# Definition of limit n continuity

1. Jul 17, 2007

### strugglinginmat

I am trying to understand the concept of limit for a single variable case. I don't understand why while defining a limit a function may not be defined at the point? For a function to be continous, why should we care about the existence of limit when we can define the function at every point on the real line?
For the multivariable case, I haven't grasped the idea of open disk in the definition? Why do these definition have open disk as constituent? Why can't close disk be included?
Help will be appreciated.
thanks

2. Jul 17, 2007

### morphism

I don't really understand what you're asking in your first two questions. Can you be more explicit? What does defining the function at every point in R have to do with continuity?

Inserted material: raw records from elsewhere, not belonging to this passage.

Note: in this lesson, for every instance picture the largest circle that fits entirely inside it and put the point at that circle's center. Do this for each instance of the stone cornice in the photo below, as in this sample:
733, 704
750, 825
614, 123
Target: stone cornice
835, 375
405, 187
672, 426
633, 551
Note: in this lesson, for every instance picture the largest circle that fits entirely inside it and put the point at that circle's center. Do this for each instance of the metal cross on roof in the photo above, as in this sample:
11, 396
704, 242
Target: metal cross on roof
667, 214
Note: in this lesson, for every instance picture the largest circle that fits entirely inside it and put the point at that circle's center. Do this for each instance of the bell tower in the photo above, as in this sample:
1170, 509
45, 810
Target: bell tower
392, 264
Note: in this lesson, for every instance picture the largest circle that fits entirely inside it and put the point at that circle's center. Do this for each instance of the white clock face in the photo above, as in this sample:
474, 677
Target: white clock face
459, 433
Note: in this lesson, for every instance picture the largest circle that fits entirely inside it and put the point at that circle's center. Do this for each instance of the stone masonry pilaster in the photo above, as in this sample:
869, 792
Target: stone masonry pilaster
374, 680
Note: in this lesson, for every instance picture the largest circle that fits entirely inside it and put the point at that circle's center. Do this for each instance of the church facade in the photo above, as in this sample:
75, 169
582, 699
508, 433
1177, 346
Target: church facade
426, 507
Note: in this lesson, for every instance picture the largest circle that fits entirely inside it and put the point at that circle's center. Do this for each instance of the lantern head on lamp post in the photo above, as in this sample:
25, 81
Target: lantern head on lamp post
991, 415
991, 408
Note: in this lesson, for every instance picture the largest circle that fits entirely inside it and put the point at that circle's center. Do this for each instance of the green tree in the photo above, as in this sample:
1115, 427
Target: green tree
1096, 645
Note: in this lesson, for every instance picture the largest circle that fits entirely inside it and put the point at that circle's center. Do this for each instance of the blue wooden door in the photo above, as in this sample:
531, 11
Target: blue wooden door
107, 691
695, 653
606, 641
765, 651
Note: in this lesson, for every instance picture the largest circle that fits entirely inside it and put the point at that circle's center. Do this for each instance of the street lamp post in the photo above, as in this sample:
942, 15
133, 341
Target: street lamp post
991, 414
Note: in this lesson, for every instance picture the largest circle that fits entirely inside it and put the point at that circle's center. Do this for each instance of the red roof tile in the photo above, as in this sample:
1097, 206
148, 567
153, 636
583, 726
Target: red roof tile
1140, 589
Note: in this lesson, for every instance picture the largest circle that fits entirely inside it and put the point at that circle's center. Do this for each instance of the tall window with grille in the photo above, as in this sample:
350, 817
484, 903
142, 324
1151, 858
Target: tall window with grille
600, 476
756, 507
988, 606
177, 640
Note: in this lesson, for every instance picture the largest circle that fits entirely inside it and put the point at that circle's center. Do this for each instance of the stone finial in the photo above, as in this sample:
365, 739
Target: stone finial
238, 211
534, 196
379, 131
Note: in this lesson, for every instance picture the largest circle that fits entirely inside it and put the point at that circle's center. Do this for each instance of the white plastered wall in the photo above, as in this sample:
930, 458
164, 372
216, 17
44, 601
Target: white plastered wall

As for your second question, the open disk definition is just an attempt to generalize the single variable definition. Let's take the definition of convergence of a sequence of real numbers (x_n) to some real number x: for every e>0 we can find a positive integer N such that if n>N then |x_n - x|<e. If we look more closely, the definition is saying that for any e>0, no matter how small, we can make terms of the sequence (x_n) lie in (x-e, x+e) after a certain point. Now note that on the real line an open disc is just an interval, and an interval of x will contain some 'symmetric' interval of the form (x-e, x+e) if e is chosen small enough. So we can rephrase the definition: for any open disc D containing x, we can find an N such that x_n is in D for all n>N.

As to why we choose open discs, it's just a matter of convention. Try proving that if we replace "open" with "closed" we get equivalent definitions. (Hint: inside each open disc we can fit a concentric closed disc, and vice versa.)

Last edited: Jul 17, 2007
3. Jul 17, 2007

### CompuChip

In fact, it needn't even be a disc.
For example, in topology, convergence is defined in terms of "neighborhoods", where a neighborhood of x is basically just a set which contain an open set which contains x (note that intervals on the real line, and both open and closed discs fit this definition in the "special" cases of $\textbf{R}$ and $\textbf{R}^n$). We just need something to express (that is, rigorously define) the meaning of "closer to" in the sentence
the 'closer to' a we take x, the 'closer' the function value f(x) will be to the limit $\lim_{x \to a} f(x)$,
which defines the concept of limit.

4. Jul 17, 2007

### mathwonk

the whole idea of continuity is to compare the value of a function at a point x, with the values at points which are different from x but near x.

thus you need two differenbt concepts, one which describes the vakue at x, thats easy its just f(x). but it is harder to describe the values away from x. there are so many of them. thats where the limit definition comes in.

the limit however must be described purely in terms of values f(y) for y not equal to x, or else it wouod not be useful.

so the limit of f(y) as y approaches x, is the value thT IT LOOKS AS IF F SHIOULD HAVE AT X, MERELY FROM LOOKING AT OTHER values of f(y).

then we compare it to f(x) to see if f has the value it "should" have. continuious functions do. i.e. a continuius function is one such that you can predict f(x) by knowing f(y) for all y near x but still different from x.

in two variables you have more points near x, so you have to allow them on all sides, so you have a whole disk of them.

5. Jul 17, 2007

### ObsessiveMathsFreak

To answer your first question, consider the function f(x)=x/x. Now you might be tempted to say that x/x=1 and so the function is defined everywhere, and it's limit exists everywhere. But, as it turns out, the second statement is true and the first one is false.

The function has a limit everywhere. $$\lim_{x\mapsto a} f(x) =1$$

However, the function does not have a value at x=0. f(0)=0/0 which is not defined. So it is possible for the limit to exist at a point even if the function has no value there.

Of course with a discontinuous function, it's possible for the limit to exist at a point and the function to be defined at the same point, but that these two values do not coincide at that point. You have to use piecewise definition for this or something like it. A regular relation won't get you this I think.